A parent knows how important time is.

It’s why LeAnne Golinsky is early to my interview with her. It’s only 9 a.m., but Golinsky has already dropped off her two kids and bought a coffee, ready now to speak with wide-eyed passion about an issue close to home — saving her children’s child-care program.

Golinsky says uncertainty surrounding the future of the ASC program makes life difficult for students and faculty members.

“We’ve got grad students that are now trying to make decisions on whether or not they can study next year, based on whatever it is that might happen,” says Golinsky. “You’ve got faculty trying to figure out, ‘am I going to have to leave work at 2:30 everyday?’

“It’s very hard to make contingency plans when you know nothing about what your fate is going to be.”

Consultations regarding the future of UVic’s After School Care (ASC) program began earlier this month on Jan. 9. The program is set to close in five months, creating time constraints that are compounding parents’ concerns.

UVic made its decision to close Centre 6 — the building the ASC program operates out of — in June 2016, after two months of discussions within UVic Child Care Services and with the UVic Child Care Parent Advisory Board. The ASC program’s 48 part-time spaces for children aged six to 12 were to be replaced with 40 full-time spaces for Centre 5, a full-day child-care program for children aged three to five.

Although the university was originally firm in its decision to close the program, it suspended the closure date after a flurry of concerns from parents like Golinsky, who is a member of the UVic Child Care Alliance (UCCA), a group of parents committed to seeing Centre 6 stay open.

In a letter to the Ring, UVic’s news service, published in July 2016, the UCCA condemned what they considered “a lack of consultation and transparency” in the university’s decision to close the centre without asking parents for their input.

Following the backlash, the university agreed to consult with the Faculty Association (FA) to discuss potential solutions. However, that first meeting didn’t take place until Jan. 9, 2017, seven months after UVic’s original announcement.

The meetings include a representative from the UCCA, two from the FA, and three from UVic administration and Faculty.

Both UVic and the FA said that it’s too early in the consultations for any developments worth reporting, but Golinsky says all parties are committed to resolving the issue as soon as possible.

“People are very motivated to get something decided before the end of February,” says Golinsky, “because I think the university certainly recognizes and we [the Child Care Alliance] have pushed out enough information to say . . . that time is of the essence.”

In an email statement, Jim Forbes, director of Campus Services, said UVic appreciates the patience of those involved.

“UVic is dedicated to providing high-quality care to children enrolled in Child Care Services,” the statement reads. “The university is hopeful that consultations with the Faculty Association will help achieve our goal of having a solution in place as soon as possible.”

UVic cited longer wait list times for three- to five-year-old full-time care as reason enough for transforming its child care services, but critics of the decision claim UVic did not appropriately consult with parents nor fully explore all child-care options before deciding to close the ASC program.

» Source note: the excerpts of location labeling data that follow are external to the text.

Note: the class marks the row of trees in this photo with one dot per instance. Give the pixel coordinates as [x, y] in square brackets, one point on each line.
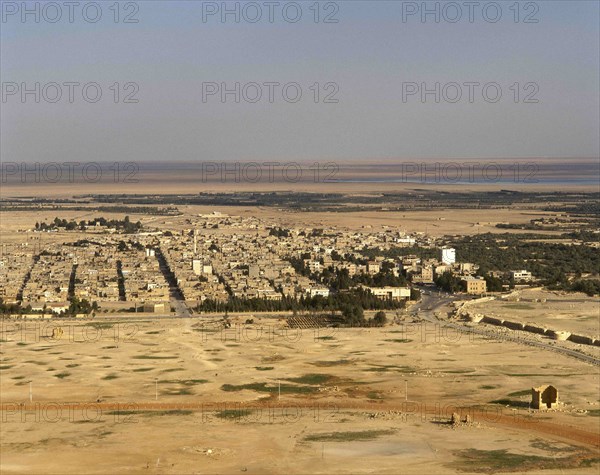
[335, 302]
[125, 225]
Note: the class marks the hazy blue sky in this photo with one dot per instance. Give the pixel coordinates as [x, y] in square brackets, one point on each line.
[369, 54]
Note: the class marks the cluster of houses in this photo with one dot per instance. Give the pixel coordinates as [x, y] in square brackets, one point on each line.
[216, 257]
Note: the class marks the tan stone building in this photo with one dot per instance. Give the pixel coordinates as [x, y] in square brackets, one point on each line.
[475, 285]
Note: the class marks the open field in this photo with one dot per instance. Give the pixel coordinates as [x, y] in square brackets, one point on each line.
[343, 390]
[575, 313]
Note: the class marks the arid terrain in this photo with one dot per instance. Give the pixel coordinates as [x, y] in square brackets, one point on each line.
[265, 399]
[137, 394]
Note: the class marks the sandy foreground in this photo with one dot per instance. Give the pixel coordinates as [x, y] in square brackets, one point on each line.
[183, 396]
[335, 384]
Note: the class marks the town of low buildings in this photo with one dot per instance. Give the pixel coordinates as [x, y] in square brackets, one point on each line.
[212, 257]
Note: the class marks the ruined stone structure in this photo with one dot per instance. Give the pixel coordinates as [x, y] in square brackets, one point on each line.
[544, 397]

Forbes said last July that while the “difficult decision” would disrupt some families, it would provide an “important lifeline” for others.

No matter the reason, Golinsky says that with a decision looming on the horizon, the threat of a closure has already affected those in Centre 6.

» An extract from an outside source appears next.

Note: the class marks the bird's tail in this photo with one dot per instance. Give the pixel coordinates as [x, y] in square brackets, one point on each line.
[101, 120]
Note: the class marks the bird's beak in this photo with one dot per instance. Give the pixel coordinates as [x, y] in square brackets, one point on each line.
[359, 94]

“You’ve got union employees who are going to be losing their jobs . . . You’ve got casual employees that have not even been officially given notice that the centre’s going to close. You’ve got parents that don’t know what is that they’re going to do. You’ve got grad students that can’t make plans. It’s really an upheaval,” she says.

The next meeting takes place tomorrow. After that, all involved will have five months to make a decision before the program’s scheduled closure this June.

Correction: A previous version of this article said LeAnne Golinsky was a founding member of the UVic Child Care Alliance. She is in fact just a member, not a founder. We regret the error. 

We also qualified a statement from Jim Forbes as being made last July.